Comment 8 raf 2011-03-25 16:43:18 UTC
Created attachment 463

Comment 9 raf 2011-03-25 16:45:20 UTC
Ok, started from 4 clean (rm -rf /etc/gluster/* , rm -rf /usr/local/var/log/gluster/* ) systems.

[192.168.0.202]# gluster peer probe 192.168.0.203
[192.168.0.202]# gluster peer probe 192.168.0.204
[192.168.0.202]# gluster volume create san replica 3 transport tcp 192.168.0.202:/mnt/gluster 192.168.0.203:/mnt/gluster 192.168.0.204:/mnt/gluster
[192.168.0.202]# gluster volume set san network.ping-timeout 5
[192.168.0.202]# gluster volume start san
[192.168.0.202]# mount -t glusterfs localhost:/san /mnt/nfs
share /mnt/nfs thru SAMBA
start copy a lot of data from WinXP client
while copying unplug 192.168.0.204 from main surge
and then the following commands:
[192.168.0.202]# gluster peer probe 192.168.0.205
[192.168.0.202]# gluster volume replace-brick san 192.168.0.204:/mnt/gluster 192.168.0.205:/mnt/gluster start
command return "operation started successfully" but nothing happens
so I tried:
[192.168.0.202]# gluster volume replace-brick san 192.168.0.204:/mnt/gluster 192.168.0.205:/mnt/gluster status
returned "status unknown"
[192.168.0.202]# gluster volume replace-brick san 192.168.0.204:/mnt/gluster 192.168.0.205:/mnt/gluster abort
returned "operation failed"
then I tried:
[192.168.0.202]# gluster volume remove-brick san 192.168.0.204:/mnt/gluster
[192.168.0.202]# gluster volume add-brick san 192.168.0.205:/mnt/gluster
and this did the trick
then restarted 192.168.0.204 machine and tried:
[192.168.0.202]# gluster volume replace-brick san 192.168.0.205:/mnt/gluster 192.168.0.204:/mnt/gluster start
returned "unsuccessful"
[192.168.0.202]# gluster volume remove-brick san 192.168.0.205:/mnt/gluster
operation "successful"
[192.168.0.202]# gluster volume add-brick san 192.168.0.204:/mnt/gluster
returned "operation successful" but 192.168.0.204 peer didn't copied any data (data copy was running all time long).

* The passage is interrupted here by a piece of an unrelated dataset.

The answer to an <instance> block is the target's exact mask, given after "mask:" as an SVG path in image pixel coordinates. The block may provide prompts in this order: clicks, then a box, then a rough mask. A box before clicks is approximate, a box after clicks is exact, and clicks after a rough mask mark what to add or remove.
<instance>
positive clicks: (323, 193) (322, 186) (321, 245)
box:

I've posted the logs before this comment, sorry.

Raf

Comment 10 Amar Tumballi 2011-09-28 05:53:35 UTC
Raf,

In the later versions of glusterfs, there are few of the 'replace-brick' related bugs are fixed. Can you please check and verify that the bugs are fixed for  you? If they still exist, please 're-open' the bug.

We are currently unable to reproduce the issue.